Ciao Green, ho riletto anche il tuo intervento in risposta a Iano. Parli di distinzioni da farsi, come esistessero due tipologie di filosofia, o forse ho capito male. Per rispondere a me hai citato un pezzettino piccolo piccolo di un mio intervento. Non hai detto nulla però sul resto della mia critica ad Heidegger. Per me esiste solo una filosofia e non una filosofia classica che si distingue da altre filosofie




Dovresti vedere la filosofia come un mezzo per arrivare ad un obiettivo.


Mi pare che la tua critica ad heidegger sia legata al suo linguaggio astruso (in effetti il Mio filosofo esagera), ma ti ripeto il suo sforzo era quello di dare un nuovo strumento di indagine, coniando dei termini astrusi, ma perchè ci si intendesse su alcune nozioni che la filosofia classica ci ha dato, e che nel tempo hanno preso un senso ed un significato quasi completamente diverso.


Quindi dovresti vederlo come un artigiano della parola filosofica accademica.


Ma quale è il suo obiettivo? è esattamente lo studio dell'uomo, esattamente come il tuo.


Semplicemente utilizza uno strumento diverso, che a te non piace, ho capito benissimo, che anzi ritieni dannoso.


D'accordo, ma quest'ultima è una tua ipotesi, infatti per me dannoso non lo è affatto.


Ma questo non vuol dire che è l'unico strumento.
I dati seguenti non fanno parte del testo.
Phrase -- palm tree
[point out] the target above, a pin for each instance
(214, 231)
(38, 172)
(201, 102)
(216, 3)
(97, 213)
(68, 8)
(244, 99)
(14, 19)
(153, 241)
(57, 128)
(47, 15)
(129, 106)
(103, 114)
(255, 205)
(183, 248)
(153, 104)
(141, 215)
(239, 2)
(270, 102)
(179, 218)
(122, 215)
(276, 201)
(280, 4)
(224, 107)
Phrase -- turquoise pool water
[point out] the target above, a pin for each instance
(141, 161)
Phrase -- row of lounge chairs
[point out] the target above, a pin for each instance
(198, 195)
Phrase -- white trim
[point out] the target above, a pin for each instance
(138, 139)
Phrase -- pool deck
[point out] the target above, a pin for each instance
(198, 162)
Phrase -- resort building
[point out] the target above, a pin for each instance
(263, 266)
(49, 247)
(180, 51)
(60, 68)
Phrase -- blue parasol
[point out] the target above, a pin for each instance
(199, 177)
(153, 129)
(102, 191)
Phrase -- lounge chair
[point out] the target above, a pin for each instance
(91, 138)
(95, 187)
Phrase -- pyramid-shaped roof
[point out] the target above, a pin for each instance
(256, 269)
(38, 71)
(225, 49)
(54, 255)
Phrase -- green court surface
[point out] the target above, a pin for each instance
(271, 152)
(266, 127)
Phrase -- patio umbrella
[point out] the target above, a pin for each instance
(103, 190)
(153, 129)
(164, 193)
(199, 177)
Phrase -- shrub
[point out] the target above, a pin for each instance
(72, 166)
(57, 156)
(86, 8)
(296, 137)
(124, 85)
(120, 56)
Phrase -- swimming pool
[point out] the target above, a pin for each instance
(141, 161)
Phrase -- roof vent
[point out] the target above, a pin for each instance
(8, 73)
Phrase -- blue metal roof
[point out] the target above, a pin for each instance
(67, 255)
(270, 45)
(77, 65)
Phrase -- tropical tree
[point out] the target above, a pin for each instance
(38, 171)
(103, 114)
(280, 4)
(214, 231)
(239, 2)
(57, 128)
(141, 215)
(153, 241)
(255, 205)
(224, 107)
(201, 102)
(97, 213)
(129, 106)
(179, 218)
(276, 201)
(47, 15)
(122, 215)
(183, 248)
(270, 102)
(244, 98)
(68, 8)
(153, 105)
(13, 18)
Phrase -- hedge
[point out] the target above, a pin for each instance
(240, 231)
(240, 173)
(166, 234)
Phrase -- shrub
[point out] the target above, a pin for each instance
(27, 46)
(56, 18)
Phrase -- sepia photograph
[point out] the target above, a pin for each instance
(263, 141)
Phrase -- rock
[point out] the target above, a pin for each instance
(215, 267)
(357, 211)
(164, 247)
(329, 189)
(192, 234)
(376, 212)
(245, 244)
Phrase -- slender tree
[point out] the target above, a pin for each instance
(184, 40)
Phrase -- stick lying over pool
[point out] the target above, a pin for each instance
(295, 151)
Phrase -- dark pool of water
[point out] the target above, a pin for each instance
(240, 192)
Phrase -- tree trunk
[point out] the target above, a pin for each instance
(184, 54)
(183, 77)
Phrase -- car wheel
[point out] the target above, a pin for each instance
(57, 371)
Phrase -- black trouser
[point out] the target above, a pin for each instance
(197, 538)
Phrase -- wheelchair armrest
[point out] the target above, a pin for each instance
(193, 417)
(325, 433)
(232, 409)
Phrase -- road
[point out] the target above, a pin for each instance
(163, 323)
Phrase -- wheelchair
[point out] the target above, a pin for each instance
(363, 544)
Anche il pensiero sulle cose che ci accadono nel quotidiano è una buona strada, da giovane infatti, come studente di Yoga, lo facevo tutti i giorni, per questo te lo dico.


Ma col tempo ho preferito altri strumenti.


Insomma la mia richiesta è di non farci fare la guerra dei poveri, quando il pensiero, il pensare è in fin dei conti quello che ci unisce, e siamo sempre di meno, vuoi per via che la vita ci impegna fino a tarda sera, sia per malattie etc..etc..
Per me è un dono il poter pensare tra amici. Per questo mi sento di fare questa richiesta di distinguo.
Stesso obiettivo, diversi strumenti.
Certamente sta agli altri rispondere come meglio credono.